Il dialetto rappresenta quindi una specie di tessuto connettivo fra il passato e il presente, nel quale ogni epoca o avvenimento ha lasciato dei segni che offrono testimonianze innumerevoli intorno all’antichità della storia barese, ai contatti avuti con gli stranieri e ai costumi del luogo.
Non chi vi sta scrivendo ma Oscar Wilde (1854-1900) ha affermato: «Coloro per cui  conta  solo il presente non conoscono in realtà nulla dell’età in cui vivono; per comprendere il secolo in cui si vive, bisogna comprendere tutti i secoli che lo hanno preceduto e che hanno contribuito a formarlo».

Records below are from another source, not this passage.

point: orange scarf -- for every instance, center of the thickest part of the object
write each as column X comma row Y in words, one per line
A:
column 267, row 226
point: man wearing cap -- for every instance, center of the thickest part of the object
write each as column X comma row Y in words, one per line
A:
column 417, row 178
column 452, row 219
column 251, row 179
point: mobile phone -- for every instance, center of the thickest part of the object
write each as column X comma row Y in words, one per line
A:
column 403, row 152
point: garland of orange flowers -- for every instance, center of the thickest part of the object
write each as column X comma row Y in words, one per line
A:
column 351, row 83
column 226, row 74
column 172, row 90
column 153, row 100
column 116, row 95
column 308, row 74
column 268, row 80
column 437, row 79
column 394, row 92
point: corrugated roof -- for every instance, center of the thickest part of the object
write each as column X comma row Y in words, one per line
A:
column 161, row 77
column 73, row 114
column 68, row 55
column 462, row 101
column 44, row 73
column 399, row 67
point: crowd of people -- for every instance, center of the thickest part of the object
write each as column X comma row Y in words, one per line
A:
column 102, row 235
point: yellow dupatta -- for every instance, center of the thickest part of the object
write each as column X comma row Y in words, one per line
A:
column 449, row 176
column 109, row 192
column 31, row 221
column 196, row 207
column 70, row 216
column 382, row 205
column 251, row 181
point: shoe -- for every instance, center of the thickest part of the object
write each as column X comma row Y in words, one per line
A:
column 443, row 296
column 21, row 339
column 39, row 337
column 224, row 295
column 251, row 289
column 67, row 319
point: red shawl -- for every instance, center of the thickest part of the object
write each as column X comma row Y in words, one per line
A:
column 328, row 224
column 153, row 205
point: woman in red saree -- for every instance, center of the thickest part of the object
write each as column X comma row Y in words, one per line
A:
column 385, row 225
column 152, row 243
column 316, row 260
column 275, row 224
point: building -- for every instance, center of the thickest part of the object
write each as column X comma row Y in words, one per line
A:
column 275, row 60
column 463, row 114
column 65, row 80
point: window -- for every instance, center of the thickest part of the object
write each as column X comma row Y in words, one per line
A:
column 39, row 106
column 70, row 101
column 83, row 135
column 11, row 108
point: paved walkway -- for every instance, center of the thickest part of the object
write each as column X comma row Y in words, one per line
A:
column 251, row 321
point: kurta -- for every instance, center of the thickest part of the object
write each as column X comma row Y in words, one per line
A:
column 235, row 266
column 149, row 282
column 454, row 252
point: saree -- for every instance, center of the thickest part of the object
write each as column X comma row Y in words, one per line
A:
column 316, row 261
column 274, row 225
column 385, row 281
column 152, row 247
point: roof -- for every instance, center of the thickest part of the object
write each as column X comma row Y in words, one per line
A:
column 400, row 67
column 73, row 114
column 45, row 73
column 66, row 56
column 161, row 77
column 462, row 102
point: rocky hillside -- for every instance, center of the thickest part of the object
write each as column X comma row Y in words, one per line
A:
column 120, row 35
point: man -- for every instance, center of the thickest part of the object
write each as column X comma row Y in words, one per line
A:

In conclusione ricordo Giovanni Panza (1916-1994), poeta e appassionato esperto di dialetto, gastronomia e tradizioni locali, che ha lasciato, pregevoli pubblicazioni dialettali baresi bilingue, (italiano e dialetto), di altissimo livello, opere che hanno avuto notevole e meritato successo. In particolare “La checine de nononne”, più volte ristampata, rappresenta l’inventiva, la fantasia, l’amore dei baresi per la cucina. Un’altra interessante opera di Panza è rappresentata da “La uerre de Troia”  (Iliade e Odissea chendate a la pobblazione – Iliade e Odissea narrata al popolo), presentata anche questa in italiano e dialetto barese.
San Giovanni Paolo II, il Papa Grande, in occasione di un incontro con i parroci di Roma, accogliendo al volo la “provocazione” di un parroco romano, pronunciò tre frasi in romanesco «Dàmose da fà, Volèmose bbene!, Semo romani», ulteriore tangibile e autorevole segno dell’immediatezza della comunicazione dialettale.